I had an almost identical experience (display empty windows) as the one described by @Reagan while trying to install linux mint 13 (Maya cinnamon) on a old laptop (Compaq Presario).

I wanted to do this for the same reason too - this laptop was running Windows XP, but it cannot support Windows 7. Although @Lindicted seems to have the correct answer, I think others like myself (who have never attempted a linux install previously) would find having the following additional information helpful if they are installing onto old hardware.

I determined that my processor does not support Physical Address Extension (PAE) and therefore chose to install mint 13 (32-bit) rather than the latest mint 17.

Although I could set the boot order in the BIOS to boot from the USB 2.0 device - in practice, I was unable to get the .iso image (burned using Yumi) on the USB to run live - I eventually had success by burning the .iso obtained from - and found Windows Disc Image Burner worked fine for this.
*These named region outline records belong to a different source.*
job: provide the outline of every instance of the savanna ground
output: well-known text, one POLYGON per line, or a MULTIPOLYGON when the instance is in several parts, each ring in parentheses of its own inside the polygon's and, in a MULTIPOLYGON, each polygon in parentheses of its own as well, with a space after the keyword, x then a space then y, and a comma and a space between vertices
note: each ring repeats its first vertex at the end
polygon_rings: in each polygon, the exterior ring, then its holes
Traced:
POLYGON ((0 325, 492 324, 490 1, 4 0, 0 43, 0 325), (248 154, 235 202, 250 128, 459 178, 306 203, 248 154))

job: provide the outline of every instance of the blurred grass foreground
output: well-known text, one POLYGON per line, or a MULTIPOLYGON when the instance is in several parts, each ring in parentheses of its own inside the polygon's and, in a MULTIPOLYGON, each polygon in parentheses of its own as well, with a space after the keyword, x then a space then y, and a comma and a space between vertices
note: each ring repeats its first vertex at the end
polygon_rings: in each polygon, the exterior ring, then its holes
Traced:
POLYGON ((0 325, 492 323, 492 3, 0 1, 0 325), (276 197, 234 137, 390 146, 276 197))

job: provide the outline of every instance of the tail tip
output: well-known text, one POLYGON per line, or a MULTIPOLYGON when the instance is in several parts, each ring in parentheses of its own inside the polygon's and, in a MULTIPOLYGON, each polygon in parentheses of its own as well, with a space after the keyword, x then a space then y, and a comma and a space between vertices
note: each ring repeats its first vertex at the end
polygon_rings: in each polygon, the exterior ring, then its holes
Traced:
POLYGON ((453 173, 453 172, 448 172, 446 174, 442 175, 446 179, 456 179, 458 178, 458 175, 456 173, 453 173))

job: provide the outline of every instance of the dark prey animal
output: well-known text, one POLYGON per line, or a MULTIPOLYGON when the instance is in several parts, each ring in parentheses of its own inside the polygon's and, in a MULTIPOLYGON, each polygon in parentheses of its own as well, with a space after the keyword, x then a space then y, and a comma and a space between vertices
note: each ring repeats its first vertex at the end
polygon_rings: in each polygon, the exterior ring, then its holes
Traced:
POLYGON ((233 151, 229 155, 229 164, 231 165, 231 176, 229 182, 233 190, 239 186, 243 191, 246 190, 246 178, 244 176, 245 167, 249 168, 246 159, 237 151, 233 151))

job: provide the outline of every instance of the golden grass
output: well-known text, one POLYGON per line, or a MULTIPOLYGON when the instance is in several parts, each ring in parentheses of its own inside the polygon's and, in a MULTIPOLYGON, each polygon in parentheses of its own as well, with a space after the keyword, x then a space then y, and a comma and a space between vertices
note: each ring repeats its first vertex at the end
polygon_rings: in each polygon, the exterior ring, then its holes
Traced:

Mint ran from the live DVD, but the installed copy had the strange display issue that Regan described.

I found this recent post (May 07, 2014) on the forums describing the problem, possible causes, and an alternative solution to the one suggested by Lindicted.

Installation works in compatibility mode, but no boot after

So use the work-around described in the post to boot the copy of mint on the HD, connect to the internet and use the updating functionality in mint to update the drivers.

An update may fix the problem, unfortunately (dependent upon your computer) the wrong driver might get automatically installed - which can render the installed OS inoperable. In which case you may have to reinstall mint from the dvd.

If the correct driver is unavailable, then the solution suggested by Lindicted might be the only alternative.